Di negara-negara “Islami” seperti Finlandia, Denmark dan Swedia pegawai pemerintahan, personil polisi dan tentara selalu hormat kepada warga dan mengalah di ruang publik karena sadar bahwa masyarakat adalah atasan. Tapi di negara-negara Muslim yang mungkin semuanya “tidak islami” pegawai pemerintah tingkat rendah dan prajurit saja berlagak raja mini yang justru dilayani, diutamakan dan ditakuti, apalagi yang berposisi tinggi dan berpangkat tinggi.
Di negeri-negeri yang tak terlalu bising bicara nasionalisme, seperti New Zealand dan Luxemburg, setiap warga asing yang bekeja di sana mendapatkan perlakuan hukum yang adil, apalagi warga negara. Tapi di negara-negara yang setiap pejabatnya fasih bicara nasionalisme, perlakuan hukum dan pelayanan untuk warga dibedakan berdasarkan relasi, posisi dan “apresiasi”.

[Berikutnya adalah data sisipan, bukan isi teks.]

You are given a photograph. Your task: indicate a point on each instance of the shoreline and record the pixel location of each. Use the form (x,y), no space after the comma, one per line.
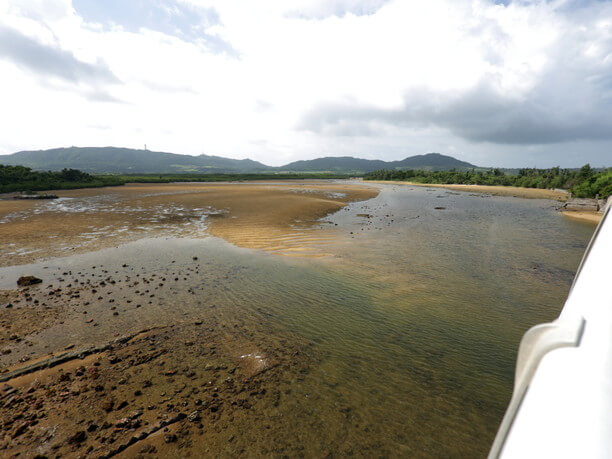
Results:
(592,217)
(495,190)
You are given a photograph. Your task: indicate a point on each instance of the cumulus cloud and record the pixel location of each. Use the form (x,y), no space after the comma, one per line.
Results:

Perbandingan ini menyingkap pertanyaan kritis yang menggelisahkan: mengapa nilai-nilai “Islami” atau nasionalisme, yang begitu lantang digaungkan dalam retorika, kerap ambruk dalam praktik tata kelola yang adil dan berperikemanusiaan? Karena hilangnya budaya akuntabilitas dan dangkalnya pemahaman bahwa kekuasaan adalah amanah mulia, bukan privilege untuk dieksploitasi.
Negara-negara yang mampu menanamkan ethos pelayanan dalam institusi publik menunjukkan bahwa nilai-nilai luhur—yang selaras dengan Islam dan mencerminkan nasionalisme sejati—hanya berarti jika diwujudkan melalui komitmen teguh untuk menjadikan rakyat sebagai inti dari setiap kebijakan dan tindakan.